We all know that coffee is portrayed in range of forms: ground, whole beans, instant or even freshly prepared and ready to drink. But we rarely know where this bean comes from – which is really the seed of a fruit that has gone through the fermentation process. This gives it the ability to have characteristics that when roasted and infused with water, can be described by its peculiar aroma, which is globally recognized. Whether it’s because we started drinking it at home to wake up or on those relaxed afternoons, we often meet, chat or wind down in the renowned places we call our coffee shops.

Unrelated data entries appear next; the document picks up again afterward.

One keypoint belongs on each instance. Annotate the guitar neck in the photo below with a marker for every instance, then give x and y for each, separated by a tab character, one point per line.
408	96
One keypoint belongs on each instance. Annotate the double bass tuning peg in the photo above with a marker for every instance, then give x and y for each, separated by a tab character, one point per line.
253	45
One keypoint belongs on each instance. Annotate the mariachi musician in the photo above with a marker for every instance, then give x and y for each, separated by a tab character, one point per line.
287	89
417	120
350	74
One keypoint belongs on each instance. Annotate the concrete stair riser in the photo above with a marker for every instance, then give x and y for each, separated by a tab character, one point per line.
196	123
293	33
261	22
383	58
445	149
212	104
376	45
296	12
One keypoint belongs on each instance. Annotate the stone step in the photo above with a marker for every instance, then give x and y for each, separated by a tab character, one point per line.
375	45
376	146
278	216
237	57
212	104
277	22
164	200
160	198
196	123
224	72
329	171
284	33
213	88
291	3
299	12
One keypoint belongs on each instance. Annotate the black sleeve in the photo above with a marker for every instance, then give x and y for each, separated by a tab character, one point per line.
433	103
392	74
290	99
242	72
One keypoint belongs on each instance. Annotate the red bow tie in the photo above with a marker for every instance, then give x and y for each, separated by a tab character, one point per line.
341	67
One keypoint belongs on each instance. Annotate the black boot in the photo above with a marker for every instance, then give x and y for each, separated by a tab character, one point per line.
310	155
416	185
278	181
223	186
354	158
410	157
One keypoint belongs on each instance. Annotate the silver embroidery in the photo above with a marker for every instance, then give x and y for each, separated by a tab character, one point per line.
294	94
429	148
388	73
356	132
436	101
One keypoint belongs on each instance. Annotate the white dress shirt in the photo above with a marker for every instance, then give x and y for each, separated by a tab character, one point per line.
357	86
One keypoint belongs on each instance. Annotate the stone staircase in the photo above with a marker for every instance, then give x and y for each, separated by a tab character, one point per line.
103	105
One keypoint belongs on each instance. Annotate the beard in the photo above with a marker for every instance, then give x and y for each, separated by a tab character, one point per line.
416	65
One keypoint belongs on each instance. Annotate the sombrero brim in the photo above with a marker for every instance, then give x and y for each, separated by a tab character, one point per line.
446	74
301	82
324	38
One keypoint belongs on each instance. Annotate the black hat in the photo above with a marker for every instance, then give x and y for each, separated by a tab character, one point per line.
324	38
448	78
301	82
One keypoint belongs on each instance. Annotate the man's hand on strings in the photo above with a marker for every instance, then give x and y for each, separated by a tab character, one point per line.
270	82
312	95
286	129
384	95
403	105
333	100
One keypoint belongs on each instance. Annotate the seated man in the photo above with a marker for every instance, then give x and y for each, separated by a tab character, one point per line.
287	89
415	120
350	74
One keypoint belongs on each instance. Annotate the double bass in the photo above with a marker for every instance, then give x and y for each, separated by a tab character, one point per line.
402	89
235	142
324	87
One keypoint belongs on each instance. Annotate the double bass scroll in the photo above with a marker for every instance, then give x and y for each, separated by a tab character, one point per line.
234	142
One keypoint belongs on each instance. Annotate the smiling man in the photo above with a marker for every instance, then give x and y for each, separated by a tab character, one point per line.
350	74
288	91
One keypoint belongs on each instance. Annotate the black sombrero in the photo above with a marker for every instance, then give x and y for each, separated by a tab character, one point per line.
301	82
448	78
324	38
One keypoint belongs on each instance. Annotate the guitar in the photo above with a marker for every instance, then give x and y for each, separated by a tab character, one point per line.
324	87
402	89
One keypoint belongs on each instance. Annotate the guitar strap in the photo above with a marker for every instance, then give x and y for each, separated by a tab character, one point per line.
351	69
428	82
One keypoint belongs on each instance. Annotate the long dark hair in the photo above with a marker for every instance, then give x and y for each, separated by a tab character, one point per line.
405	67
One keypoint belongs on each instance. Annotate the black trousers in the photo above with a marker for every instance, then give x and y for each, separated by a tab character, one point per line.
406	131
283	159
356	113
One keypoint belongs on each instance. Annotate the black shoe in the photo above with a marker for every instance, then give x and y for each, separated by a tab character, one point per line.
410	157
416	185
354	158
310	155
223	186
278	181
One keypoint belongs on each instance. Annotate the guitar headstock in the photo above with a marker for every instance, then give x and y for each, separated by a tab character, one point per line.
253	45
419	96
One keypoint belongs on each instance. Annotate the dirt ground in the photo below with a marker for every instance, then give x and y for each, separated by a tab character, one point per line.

The world of coffee has several legends of its beginnings and the most famous comes from Ethiopia, which is widely considered the cradle of coffee. Many experts say that Ethiopia is the only place where coffee grows natively, and the legend of Kaldi is told again and again. Kaldi was a goat herder who discovered the coffee after observing how energetic his goats behaved after eating some cherries. Later he brought these cherries to the monastery and shared them with the monks who exclaimed that they were the work of the Devil and threw them into the fire. The aroma of the beans that were roasted in the fire was heavenly and the beans were torn from the fire and crushed to extinguish the embers. Realizing their mistake, they placed them in a jar and covered them with hot water for their conservation. Later, the monks drank the brew and helped them stay awake during night devotions. Although this story is funny, it was probable that the people of the nomadic Galla tribe discovered the coffee plant for the first time, along with its invigorating properties. This was then used for ceremonies and special cases.
What is clear to experts is that the first coffee plant came from Ethiopia. Native tribes milled the coffee cherries together, to give energy to the warriors for battle. During these ancient times, it was thought that the stimulating properties of coffee were a kind of religious ecstasy. The drink gained a mystical reputation, wrapped in secrecy and associated with priests and doctors.
The cultivation of coffee began in the fifteenth century. For many centuries, the Yemen province of Arabia was the only source in the world. The demand was very high and the beans that left the Yemen port of Mocha were very protected. The fertile plants were not allowed to leave the country.
Despite the restrictions, Muslim pilgrims to Mecca smuggled coffee plants to their countries of origin and coffee crops soon took root in India.
The rest is history, with the creation of coffee shops we’re able to consume the famous instant coffee and now the world is buzzing with a new generation of ‘coffee geeks’. The coffee world grows more and more every day – there’s always is something new to learn from this bean!